It always seems impossible until it is done.


My usual journey begins with a 10 minute walk to the station (currently in the bitter cold). At the station, I routinely pick up the Metro, run (aka walk very quickly) to the platform, and hop (maybe skip) onto the train. If i’m exhausted, i’d start to read the Metro, and then nod off, wishing I had a pillow, and praying nobody is watching (of course, everyone is watching). If i’m more awake than usual, I will read that Metro inside out during my 40 minute commute, and feel good about myself that know a fraction more about the world.

Today I started my journey to Shoreditch, which requires the same route I would take to go to work. Although, today I would spend the day learning about The Business Model Canvas with The New Entrepreneurs Foundation and UCL.

Today was different. Today I picked up the Metro and was instantly reminded that yesterday, one of the greatest men in history left our world. The Metro was coated in articles about Nelson Mandela and his achievements. Mandela saw the need, acted upon it regardless of the difficulties, and gave his life for his people.

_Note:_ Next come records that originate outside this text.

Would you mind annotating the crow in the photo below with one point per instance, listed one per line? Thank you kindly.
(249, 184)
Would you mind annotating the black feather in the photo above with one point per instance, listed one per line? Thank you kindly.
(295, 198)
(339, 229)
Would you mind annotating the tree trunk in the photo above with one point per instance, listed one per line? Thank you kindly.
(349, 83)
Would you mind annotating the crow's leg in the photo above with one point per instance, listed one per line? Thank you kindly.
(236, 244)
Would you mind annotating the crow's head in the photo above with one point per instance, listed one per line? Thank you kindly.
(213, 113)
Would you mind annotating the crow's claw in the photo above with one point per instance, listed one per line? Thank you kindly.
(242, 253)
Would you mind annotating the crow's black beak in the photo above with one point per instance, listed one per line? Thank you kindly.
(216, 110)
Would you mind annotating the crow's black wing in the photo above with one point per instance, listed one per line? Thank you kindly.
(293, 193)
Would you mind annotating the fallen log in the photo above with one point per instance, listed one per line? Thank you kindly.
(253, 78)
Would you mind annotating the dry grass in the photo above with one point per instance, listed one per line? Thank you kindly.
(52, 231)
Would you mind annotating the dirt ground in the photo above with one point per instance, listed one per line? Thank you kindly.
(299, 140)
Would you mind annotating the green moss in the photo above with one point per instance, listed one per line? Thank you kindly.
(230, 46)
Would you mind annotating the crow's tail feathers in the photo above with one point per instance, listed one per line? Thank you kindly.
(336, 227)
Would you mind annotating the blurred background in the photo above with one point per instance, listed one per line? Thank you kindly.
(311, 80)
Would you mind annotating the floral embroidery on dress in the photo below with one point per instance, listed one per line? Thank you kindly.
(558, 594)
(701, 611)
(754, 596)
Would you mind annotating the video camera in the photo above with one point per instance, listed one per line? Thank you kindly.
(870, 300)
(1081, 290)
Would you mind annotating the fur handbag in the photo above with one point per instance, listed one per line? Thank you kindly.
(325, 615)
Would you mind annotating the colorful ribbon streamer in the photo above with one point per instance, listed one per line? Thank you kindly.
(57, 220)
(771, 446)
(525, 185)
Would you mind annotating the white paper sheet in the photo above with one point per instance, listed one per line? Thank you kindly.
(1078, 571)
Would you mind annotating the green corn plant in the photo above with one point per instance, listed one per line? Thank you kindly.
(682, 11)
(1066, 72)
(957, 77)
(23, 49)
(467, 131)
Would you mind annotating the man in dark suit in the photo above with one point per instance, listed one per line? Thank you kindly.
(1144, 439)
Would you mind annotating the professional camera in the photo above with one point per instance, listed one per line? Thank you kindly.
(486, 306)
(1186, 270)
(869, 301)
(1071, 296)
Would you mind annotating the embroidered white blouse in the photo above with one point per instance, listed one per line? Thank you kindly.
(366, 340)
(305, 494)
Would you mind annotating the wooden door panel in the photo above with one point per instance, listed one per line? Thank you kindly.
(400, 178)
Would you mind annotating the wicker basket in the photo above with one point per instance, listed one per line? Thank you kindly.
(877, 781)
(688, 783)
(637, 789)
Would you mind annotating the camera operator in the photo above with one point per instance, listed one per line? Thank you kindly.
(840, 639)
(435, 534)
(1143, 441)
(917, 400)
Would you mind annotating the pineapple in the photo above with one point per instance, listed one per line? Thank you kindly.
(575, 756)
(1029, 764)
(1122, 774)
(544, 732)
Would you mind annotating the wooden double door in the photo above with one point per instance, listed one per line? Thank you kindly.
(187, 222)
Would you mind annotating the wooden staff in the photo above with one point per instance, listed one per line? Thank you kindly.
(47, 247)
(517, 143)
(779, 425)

He achieved the impossible.

So, today I started my day differently. Today my dreams (hopes, aspirations, business ideas), were not so high in the clouds. When learning about The Business Model Canvas, I felt my business ideas truly come alive. I believed in them, and I believed in my ability to achieve them.

For those of you that don’t know about The Business Model Canvas it is
“a strategic management and entrepreneurial tool. It allows you to describe, design, challenge, invent, and pivot your business model” – http://www.businessmodelgeneration.com/canvas). For someone like me, the ability to learn such a strategic tool is so important. I don’t really do strategy; I find it hard to put my creative ideas into sections and spreadsheets, but this was really brilliant. This model divides your idea into:

a) Value Proposition (i.e. what value do you deliver to the consumer)

b) Customer Segments (i.e. who are you creating value for?)

c) Customer Relationships (i.e. what type of relationship does each of our customer segments expect us to establish and maintain?)

d) Channels (i.e. through which channels do our customers want to be reached?)

e) Revenue Streams (i.e. for what value are our customers really willing to pay?)

f) Key Activities (i.e. what key activities do our value propositions require?)

g) Key Resources (i.e. What key resources do our value propositions require?)

h) Key Partners (i.e. who are your key partners, suppliers).

i) Cost Structure (i.e. what are the most important costs inherent in our business model)

This way at looking at my business idea really helped me not only connect the individual elements, but also determine what was missing, and what I hadn’t yet considered. I hope it becomes useful for you too.